A limitation of our study is that we only studied samples from patients of European ancestry. Similar studies should be performed in other population groups. The systemic delivery of this treatment in non-muscle-invasive tumors might be limited because of lower vascularization of these tumors. Alternative approaches may include intravesical administration of the anti-PSCA antibody and/or its conjugation with other bioactive molecules to enhance treatment efficiency and facilitate bladder tumor-specific drug delivery.
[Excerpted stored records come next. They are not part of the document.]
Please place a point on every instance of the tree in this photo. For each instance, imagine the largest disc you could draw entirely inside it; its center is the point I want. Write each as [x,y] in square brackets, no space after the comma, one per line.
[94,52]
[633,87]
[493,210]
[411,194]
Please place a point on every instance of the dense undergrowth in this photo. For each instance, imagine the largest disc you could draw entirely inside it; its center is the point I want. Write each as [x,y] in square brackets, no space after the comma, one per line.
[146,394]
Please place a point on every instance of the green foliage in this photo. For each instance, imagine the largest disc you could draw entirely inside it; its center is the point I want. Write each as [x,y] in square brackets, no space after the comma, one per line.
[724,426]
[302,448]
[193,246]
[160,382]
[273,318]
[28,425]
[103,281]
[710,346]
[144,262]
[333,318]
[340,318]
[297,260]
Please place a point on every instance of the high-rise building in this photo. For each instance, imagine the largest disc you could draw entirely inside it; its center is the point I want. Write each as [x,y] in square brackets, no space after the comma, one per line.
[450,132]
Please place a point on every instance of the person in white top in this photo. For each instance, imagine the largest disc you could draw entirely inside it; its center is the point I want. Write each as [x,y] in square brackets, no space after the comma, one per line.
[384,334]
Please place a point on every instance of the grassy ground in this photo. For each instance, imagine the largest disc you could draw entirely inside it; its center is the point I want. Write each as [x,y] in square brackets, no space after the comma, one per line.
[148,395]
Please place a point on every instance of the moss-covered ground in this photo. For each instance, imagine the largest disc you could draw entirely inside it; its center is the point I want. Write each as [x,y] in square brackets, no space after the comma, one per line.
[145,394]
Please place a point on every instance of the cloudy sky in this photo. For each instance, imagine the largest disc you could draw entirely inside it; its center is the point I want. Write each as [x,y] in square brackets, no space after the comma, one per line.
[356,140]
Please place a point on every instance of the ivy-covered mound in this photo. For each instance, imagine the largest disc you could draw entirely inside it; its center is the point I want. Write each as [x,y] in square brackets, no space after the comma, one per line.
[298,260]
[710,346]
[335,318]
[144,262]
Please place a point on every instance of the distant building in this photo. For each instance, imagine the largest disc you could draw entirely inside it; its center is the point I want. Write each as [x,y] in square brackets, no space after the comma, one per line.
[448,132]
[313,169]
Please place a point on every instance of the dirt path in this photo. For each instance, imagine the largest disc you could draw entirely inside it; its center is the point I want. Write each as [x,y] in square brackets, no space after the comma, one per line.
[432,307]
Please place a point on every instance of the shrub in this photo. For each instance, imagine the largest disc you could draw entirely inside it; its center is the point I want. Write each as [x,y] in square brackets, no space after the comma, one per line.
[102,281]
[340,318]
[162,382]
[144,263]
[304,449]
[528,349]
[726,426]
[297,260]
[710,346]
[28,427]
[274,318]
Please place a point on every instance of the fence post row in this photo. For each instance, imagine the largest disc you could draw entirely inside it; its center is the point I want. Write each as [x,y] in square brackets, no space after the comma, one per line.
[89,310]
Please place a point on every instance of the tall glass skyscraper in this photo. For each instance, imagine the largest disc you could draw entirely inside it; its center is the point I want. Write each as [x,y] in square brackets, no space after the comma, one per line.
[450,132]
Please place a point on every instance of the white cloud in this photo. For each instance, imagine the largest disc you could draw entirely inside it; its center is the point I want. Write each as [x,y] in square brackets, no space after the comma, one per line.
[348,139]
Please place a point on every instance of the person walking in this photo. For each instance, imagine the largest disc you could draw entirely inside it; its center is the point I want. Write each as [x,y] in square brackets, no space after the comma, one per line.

This is one of the first studies to show direct translational implications of a genetic variant identified through genome-wide association studies for common cancers. Clinical trials are warranted in order to validate PSCA as a therapeutic target in bladder cancer and rs2294008 as a predictive marker for treatment response.

Funding

This work was supported in whole or in part with federal funds from the Intramural Research Program of the National Institutes of Health, National Cancer Institute (contract HHSN261200800001E). The New England Bladder Cancer study, the National Cancer Institute bladder cancer genome-wide association studies, and follow-up studies are supported by the Division of Cancer Epidemiology and Genetics, Intramural Research Program of the National Institutes of Health, National Cancer Institute. The New England Bladder Cancer study is also supported by a National Cancer Institute contract (NCI N02-CP-01037). This work was supported by a National Cancer Institute Director’s Career Development Award (to Y-PF).

Supplementary Material

Supplementary Data:

Notes

The funders had no role in study design, data collection and analysis, decision to publish, or preparation of the manuscript. The content of this publication does not necessarily reflect the views or policies of the Department of Health and Human Services nor does mention of trade names, commercial products, or organizations imply endorsement by the US government.

We are grateful to all the patients who have provided samples for this study. We thank Dr. Robert Reiter (UCLA) for providing monoclonal anti-PSCA antibody 1G8 and for critical reading of the manuscript, Dr. Dimitra Bourmpoulia (NCI) for providing help with fluorescence activated cell sorter analysis, and Anne Taylor (IMS, Rockville) for help with data management.